Becker, a Largo High School graduate, is the first disabled artist to be chosen to create artwork for the card that accompanies the Santa Dollar. In recent weeks, interviews and promotional appearances have kept her so busy that she has found little time for the painting that brought meaning back to her life.
She was 20 in June 1992, when she was critically injured in an automobile accident that left her with collapsed lungs, a crushed pelvis, torn liver, broken collarbone and broken jaw. She spent months in a coma and many more in rehabilitation. For the young woman who had enjoyed a full life that included work, studies, parties, walks on the beach and collecting antique salt and pepper shakers, life drastically changed. Friends eventually moved on, but the staunch support of her parents, Bob and Gaye Becker, and other family members remained.
It was her father who spotted the notice about an Abilities art class for brain-injured patients.
"I couldn't get on the phone fast enough,'' the former vice president of advertising for Eckerd Drug Co. said.
"She took to that like a duck to water.''
Frank De Lucia, president of Abilities Foundation, the support arm of Abilities, said the foundation had just received funding for an artist-in-residence program to help patients with brain injuries.
"The idea was not so much to teach them art, but to allow them to use art as a means of communication, to use art to get back some lost skills, social skills, eye-hand coordination. It so happened that Brooke used my computer. She started by using a computer and evolved into the painting,'' he said.
"I just bought about $100 of greeting cards that she produced, still life and garden pieces.''
Becker is taking a drawing class at the Dunedin Fine Art Center. Abilities Foundation's B&G Endowment is paying the tuition. Last week, she and her parents talked about her life and art. The senior Beckers, who have two other adult children and one grandchild, said their artist daughter's Christian faith has sustained them through trying emotional and financial times.
Last week, with a cane for support, Becker stood by her paint-spattered desk. In a corner were stacks of empty plastic trays from the low-calorie frozen meals she favors. Smiling, she patted her hips, to explain the diet meals. The trays, on the other hand, make handy makeshift palettes.

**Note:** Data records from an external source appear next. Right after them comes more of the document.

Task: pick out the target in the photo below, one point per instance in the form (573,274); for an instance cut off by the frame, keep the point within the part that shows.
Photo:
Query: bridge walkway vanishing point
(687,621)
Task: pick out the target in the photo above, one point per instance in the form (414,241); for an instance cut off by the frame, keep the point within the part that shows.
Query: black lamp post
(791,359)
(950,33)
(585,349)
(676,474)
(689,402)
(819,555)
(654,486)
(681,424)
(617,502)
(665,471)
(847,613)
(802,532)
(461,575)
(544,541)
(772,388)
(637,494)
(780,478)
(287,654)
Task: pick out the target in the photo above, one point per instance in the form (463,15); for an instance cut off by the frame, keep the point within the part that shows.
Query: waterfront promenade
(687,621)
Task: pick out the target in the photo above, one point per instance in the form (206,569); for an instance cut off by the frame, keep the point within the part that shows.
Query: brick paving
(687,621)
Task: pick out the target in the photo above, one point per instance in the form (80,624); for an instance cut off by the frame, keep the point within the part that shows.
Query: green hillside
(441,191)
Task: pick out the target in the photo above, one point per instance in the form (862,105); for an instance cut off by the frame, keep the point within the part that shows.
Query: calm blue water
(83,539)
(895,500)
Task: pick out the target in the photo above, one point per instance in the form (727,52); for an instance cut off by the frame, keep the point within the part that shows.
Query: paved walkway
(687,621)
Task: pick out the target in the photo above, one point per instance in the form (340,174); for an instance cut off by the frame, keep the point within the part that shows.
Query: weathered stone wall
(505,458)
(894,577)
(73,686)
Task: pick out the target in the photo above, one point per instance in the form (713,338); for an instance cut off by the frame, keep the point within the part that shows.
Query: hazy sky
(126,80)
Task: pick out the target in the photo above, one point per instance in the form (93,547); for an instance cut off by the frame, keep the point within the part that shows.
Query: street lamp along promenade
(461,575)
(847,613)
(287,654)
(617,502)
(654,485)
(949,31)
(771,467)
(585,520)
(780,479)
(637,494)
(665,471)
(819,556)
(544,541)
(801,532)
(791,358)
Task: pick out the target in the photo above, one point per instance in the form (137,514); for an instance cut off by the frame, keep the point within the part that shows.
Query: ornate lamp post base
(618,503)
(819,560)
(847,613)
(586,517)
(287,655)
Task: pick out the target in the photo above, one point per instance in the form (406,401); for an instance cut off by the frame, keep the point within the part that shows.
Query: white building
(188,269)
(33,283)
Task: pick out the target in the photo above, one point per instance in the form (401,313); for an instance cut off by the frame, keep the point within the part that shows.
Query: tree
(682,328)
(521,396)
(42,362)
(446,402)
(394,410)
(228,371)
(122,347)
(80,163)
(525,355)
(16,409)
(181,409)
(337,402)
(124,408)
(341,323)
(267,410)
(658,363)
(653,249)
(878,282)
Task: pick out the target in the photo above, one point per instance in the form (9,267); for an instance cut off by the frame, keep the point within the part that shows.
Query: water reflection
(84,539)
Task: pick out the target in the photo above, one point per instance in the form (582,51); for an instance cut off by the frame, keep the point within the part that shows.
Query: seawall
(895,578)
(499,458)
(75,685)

She pointed to framed paintings, painted birdhouses and rocks. Her father shuffled through a clear plastic container of greeting cards that showcase his daughter's colorful work. They featured blooms of tulips, pansies and sunflowers and tranquil scenes.
"She's amazing with colors,'' her father said.
Becker depends on her parents to help her communicate. Smiles and gestures supplement her halting words. Sometimes, she uses a voice synthesizer. She is generous with hugs.
In April, June Watts, president of Marketing Productions, the Palm Harbor company that created the Santa Dollar, discovered Becker's work at an Abilities luncheon.
Her father had placed her greeting cards on every table.
"He got up and spoke,'' Watts said. "As he was speaking, I was looking at the little cards.''
Afterward, Watts introduced herself to the father and daughter and asked Becker whether she would be interested in creating this year's card. The result is a card featuring a rosy-cheeked Santa and a whimsical Christmas tree, mailbox, North Pole sign and snow-covered igloo.
"Now she is getting e-mails through her Web site saying congratulations for not giving up,'' Watts said.
"It has given her a whole new life, because she has connected to the world. It has done more than I could ever imagine it would.''
The Santa Dollars, which will be sold at Publix supermarkets until Christmas Eve, raised close to $40,000 last year, De Lucia said. The dollar bills cost $2.50 each; a dollar goes to Abilities Foundation, a dollar to the purchaser and 50 cents to printing, promotion and other costs. Publix gets no money, De Lucia said.
That Becker discovered her artistic calling through Abilities and that her work will now enable the organization to help others is worth noting, De Lucia said.
"That's a complete 360 degrees,'' he said.